What are we to interpret of Caravaggio's erotic portrayals of youths – and of one boy in specific? It is a inquiry that has split his interpreters since he achieved mega-fame in the 1980s. The complex past truth is that the artist was not the homosexual hero that, for example, Derek Jarman presented on screen in his twentieth-century movie Caravaggio, nor so completely devout that, as certain art historians unbelievably claim, his Youth Holding Fruit is actually a likeness of Christ.
His initial paintings indeed offer explicit erotic suggestions, or including propositions.
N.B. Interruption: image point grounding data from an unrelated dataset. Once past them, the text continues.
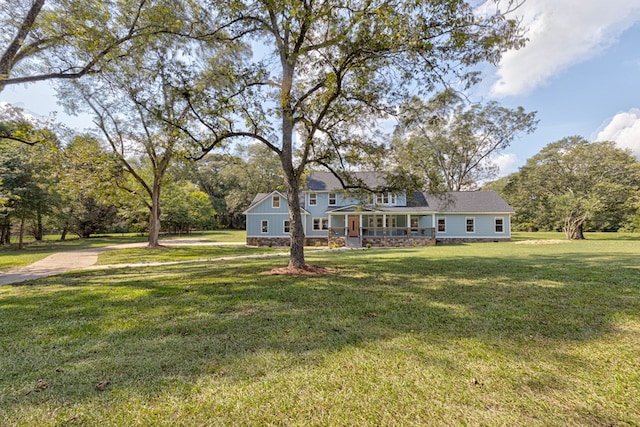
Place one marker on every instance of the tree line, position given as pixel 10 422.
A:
pixel 312 82
pixel 71 183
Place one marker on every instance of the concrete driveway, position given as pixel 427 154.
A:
pixel 83 259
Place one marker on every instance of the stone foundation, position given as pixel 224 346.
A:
pixel 284 241
pixel 268 241
pixel 400 242
pixel 458 241
pixel 337 242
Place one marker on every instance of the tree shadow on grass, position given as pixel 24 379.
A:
pixel 152 328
It's as if the painter, then a destitute youthful creator, identified with Rome's prostitutes, selling himself to survive. In the Florentine gallery, with this thought in mind, viewers might turn to an additional early creation, the sixteenth-century masterpiece Bacchus, in which the god of wine gazes coolly at you as he starts to untie the dark ribbon of his robe.
A few annums after the wine deity, what could have driven the artist to paint Victorious Cupid for the artistic patron the nobleman, when he was at last growing nearly respectable with prestigious ecclesiastical projects? This unholy non-Christian deity resurrects the erotic provocations of his early paintings but in a more powerful, unsettling manner. Fifty years afterwards, its secret seemed obvious: it was a portrait of Caravaggio's lover. A English visitor viewed the painting in about 1649 and was told its subject has "the physique and countenance of [Caravaggio's|his] owne youth or assistant that slept with him". The name of this boy was Cecco.
The artist had been dead for about 40 annums when this story was documented.